Behemoth
Bei xi mo shou
Chine, République populaire de, 2015
De Liang Zhao
Photo : Liang Zhao
Durée : 1h35
Dans ce documentaire, Zhao Liang parcourt d’Est en Ouest ce vaste plateau où les prairies cèdent la place aux mines de charbon. Sous ses yeux se déploie le processus barbare de l’économie moderne chinoise.
ANATOMIE DE L'ENFER
Le film de mine chinoise est pratiquement devenu un genre à part entière, qu'il s'agisse de fictions ou de documentaires. Avec Behemoth, le documentariste Zhao Liang (Crime et châtiment, La Cour des plaignants, lire notre entretien) montre ce qu'on a le sentiment d'avoir déjà vu... mais qu'on n'a pourtant jamais vu comme ça. Le premier plan sur une nature en chantier saisit lorsque résonne une terrible explosion. Le plan suivant, avec de la terre volant dans les airs, fait passer la 2D du film pour de la 3D, et brouille les frontières entre cinéma et art vidéo. Quelques images qui rappellent qu'au-delà de Zhao Liang, la Chine est aux avant-postes de l'art contemporain et qu'on n'assistera pas ici à un simple documentaire-reportage comme on en voit si souvent. Le texte (une voix off citant l'Ancien Testament, et évoquant des montagnes qui ont nourri un monstre) ainsi que le traitement particulier de l'image mettent le réel à distance pour mieux s'en emparer. Autre référence utilisée par Zhao Liang : la Divine comédie de Dante. Ce qui pourrait être écrasant et sentencieux transcende le récit et met son sujet en perspective.

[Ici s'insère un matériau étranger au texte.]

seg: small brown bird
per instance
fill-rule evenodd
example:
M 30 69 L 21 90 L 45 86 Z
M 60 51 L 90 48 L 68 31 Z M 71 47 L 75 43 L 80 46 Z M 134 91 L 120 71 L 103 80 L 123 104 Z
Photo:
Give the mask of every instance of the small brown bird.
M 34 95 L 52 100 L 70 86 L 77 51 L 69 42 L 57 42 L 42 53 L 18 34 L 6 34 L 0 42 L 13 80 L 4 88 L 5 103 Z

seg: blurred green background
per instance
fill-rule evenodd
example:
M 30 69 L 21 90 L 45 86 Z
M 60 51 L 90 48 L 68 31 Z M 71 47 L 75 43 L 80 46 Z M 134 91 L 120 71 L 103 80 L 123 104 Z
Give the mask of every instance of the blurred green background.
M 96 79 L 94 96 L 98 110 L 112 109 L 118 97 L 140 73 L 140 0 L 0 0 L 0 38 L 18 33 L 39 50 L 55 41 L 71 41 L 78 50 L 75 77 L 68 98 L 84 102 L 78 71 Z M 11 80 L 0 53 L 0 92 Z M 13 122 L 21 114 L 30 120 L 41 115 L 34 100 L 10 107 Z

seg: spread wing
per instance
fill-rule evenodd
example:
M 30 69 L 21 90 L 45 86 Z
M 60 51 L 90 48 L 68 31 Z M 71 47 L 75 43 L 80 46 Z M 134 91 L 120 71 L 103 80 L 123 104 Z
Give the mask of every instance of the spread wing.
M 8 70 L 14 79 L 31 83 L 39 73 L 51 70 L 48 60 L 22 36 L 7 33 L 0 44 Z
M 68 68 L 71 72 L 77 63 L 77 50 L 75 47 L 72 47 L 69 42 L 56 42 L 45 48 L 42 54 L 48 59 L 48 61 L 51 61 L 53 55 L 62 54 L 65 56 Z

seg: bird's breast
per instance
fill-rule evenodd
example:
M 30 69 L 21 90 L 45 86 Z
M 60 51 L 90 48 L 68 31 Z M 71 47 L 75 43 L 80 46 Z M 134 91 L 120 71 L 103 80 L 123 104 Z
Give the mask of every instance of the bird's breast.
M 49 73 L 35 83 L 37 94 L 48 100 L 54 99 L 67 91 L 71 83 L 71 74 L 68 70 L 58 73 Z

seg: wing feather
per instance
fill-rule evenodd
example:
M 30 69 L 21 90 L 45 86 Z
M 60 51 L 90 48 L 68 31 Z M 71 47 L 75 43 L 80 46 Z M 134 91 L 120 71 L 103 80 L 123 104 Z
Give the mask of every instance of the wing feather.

Lors d'un raccord bluffant, un monochrome rouge envahit l'écran. Passé le choc plastique, nous entrons dans un brasier infernal où l'on distingue peu à peu ce qui se joue à l'image. La question de ce qu'on voit se pose régulièrement dans Behemoth ; et proposer un regard neuf sur ce qu'on a l'impression d'avoir déjà vu rend justice à ce projet fou. Ces ouvriers sont-ils sur la lune, dans un décor de science-fiction, dans le wagonnet d'un parc d'attractions post-apocalyptique ? Une nouvelle explosion lointaine mais qui surprend un ouvrier nous ramène au réel menaçant. Plus tard, un second raccord en monochrome gris poussière délaisse l'enfer pour le purgatoire. Zhao Liang filme quelques portraits face caméra, des gros plans de visages salis, et plus tard les veuves à qui il ne reste que quelques photos. Les hommes regardent ce décor gigantesque, les mouvements monstrueux des engins détruisant la terre, l'incohérence d'un espace où la verdure côtoie le désert. Ils n'y peuvent rien et sont réduits en charpie.
Un troisième et dernier raccord, un monochrome bleu, nous projette au paradis – pas besoin de préciser que sa désignation est ironique. Au bout du labeur insensé des ouvriers et du désastre écologique, il y a... la construction de villes fantômes. Ce paradis où tout est propre. L'absurdité monstrueuse filmée par Zhao Liang prend, paradoxalement, encore plus de sens dans ce no man's land hanté, au cœur d'un pays aux bouleversements immodérés. La bête monstrueuse du titre semble d'abord être cette entreprise folle, cette béance dans le sol nourrie par les montagnes. Zhao Liang retourne alors le miroir : ne serions-nous pas ce monstre mythique dont on parle ? Lors d'un plan une nouvelle fois saisissant, une forêt de pierres tombales reposent à côté du chantier.